Both Sanders,74, and Clinton, 68, are seeking be the Democratic Party's presidential nominee for the 2016 elections.
The public apology by Sanders to Clinton is expected to bring an end to the bitter fight that had erupted between the two campaigns on Saturday after the Democratic Party suspended his campaign access to its data following the security breach.
A day earlier, Sanders had sued his own Democratic party for blocking his campaign from accessing its digital database considered essential to run his electioneering.
He had alleged his campaign is losing USD 600,000 in donations each day as it cannot access the party's data.
It alleged that the Sander's campaign accessed and intruded into the data of Clinton's campaign.
"Not only do I apologise to Secretary Clinton—and I hope we can work together on an independent investigation from day one—I want to apologise to my supporters. This is not the type of campaign that we run," Sanders said.
"If I find anybody else involved in this, they will also be fired," said the Senator from Vermont.
Clinton quickly accepted the apology and said she very much appreciate Sander's comment.
"It really is important that we go forward on this.

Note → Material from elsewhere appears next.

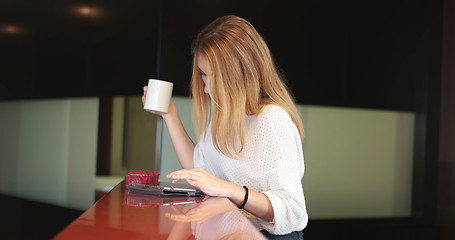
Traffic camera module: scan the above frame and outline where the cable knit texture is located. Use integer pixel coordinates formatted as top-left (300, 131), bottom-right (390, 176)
top-left (193, 104), bottom-right (308, 234)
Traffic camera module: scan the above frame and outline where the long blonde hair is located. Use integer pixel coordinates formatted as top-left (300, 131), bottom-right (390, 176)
top-left (190, 15), bottom-right (303, 159)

I know that you now have your data back, and that there has been an agreement for an independent inquiry into what did happen," she said.
"Obviously, we were distressed when we learned of it, because we have worked very hard - I said in the beginning of this campaign, we want to reach as many voters as possible, and we have tens of thousands of volunteers doing that, and entering data all the time to keep up with what people are telling us," Clinton said.
"We have resolved your data, we have agreed on an independent inquiry, we should move on. Because I don't think the American people are all that interested in this," she said.
"I think they're more interested in what we have to say about all the big issues facing us," Clinton said.